Monday, 17 November 2008

Project data life course

This blog post is an attempt to explore the “life course” of an arbitrary small to medium research project with respect to data resources involved in the project. (I want to avoid the term life cycle, since we use this in relation to the actual data.)

This seems like a useful exercise to attempt, even if it has to be an over-generalisation, as understanding these interactions may help to define services that support projects in managing and curating their data better, and a number of such services are suggested here. This is about “Small Science”; James M. Caruthers, a professor of chemical engineering at Purdue University has claimed ‘Small Science will produce 2-3 times more data than Big Science, but is much more at risk’ (Carlson, 2006). Large and very large projects tend to have very particular approaches, and probably represent significant expertise; I’ll not presume to cover them.

Is this generalisation way off the mark? I’d really like to know how to improve it, accepting that it is a generalisation!

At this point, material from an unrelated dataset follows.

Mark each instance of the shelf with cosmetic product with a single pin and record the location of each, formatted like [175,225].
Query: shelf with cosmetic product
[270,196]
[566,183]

The overall life course of a project (I suggest) is roughly:
  • pre-proposal stage (when ideas are discussed amongst colleagues, before a general outline of a proposal is settled on), followed by
  • the proposal stage (constrained by funder’s requirements, and by the need to create a workable project balancing expected science outcomes, resources available, and papers and other reputational advantages to be secured). If the project is funded, there follows
  • an establishment phase, when the necessary resources are acquired, configured and tested, (which overlaps and merges with)
  • an execution phase when the research is actually done, and
  • a termination phase as the project draws to a close.
  • Somewhere during this process, one or more papers will be produced based on the research understandings gained, linked to the data collected and analysed.
My message here is that curation is most impacted by decisions in the first 3 phases, even though it requires attention throughout!

Pre-proposal stage
At the pre-proposal stage, you and your potential partners will mostly be concerned with working out if your research idea is likely to be feasible, how and with roughly what resources. During these conversations, you will need to identify any external or already existing data resources that will be required to enable the project to succeed. You should also start to identify the data that the project would create, or perhaps update, and how these data will support the research conclusions. In doing so, attention must be paid to resource constraints, not necessarily financial, but also legal and ethical issues affecting use of the data. However, discussions are more likely to be generic rather than focused! Thus begins the impact on curation…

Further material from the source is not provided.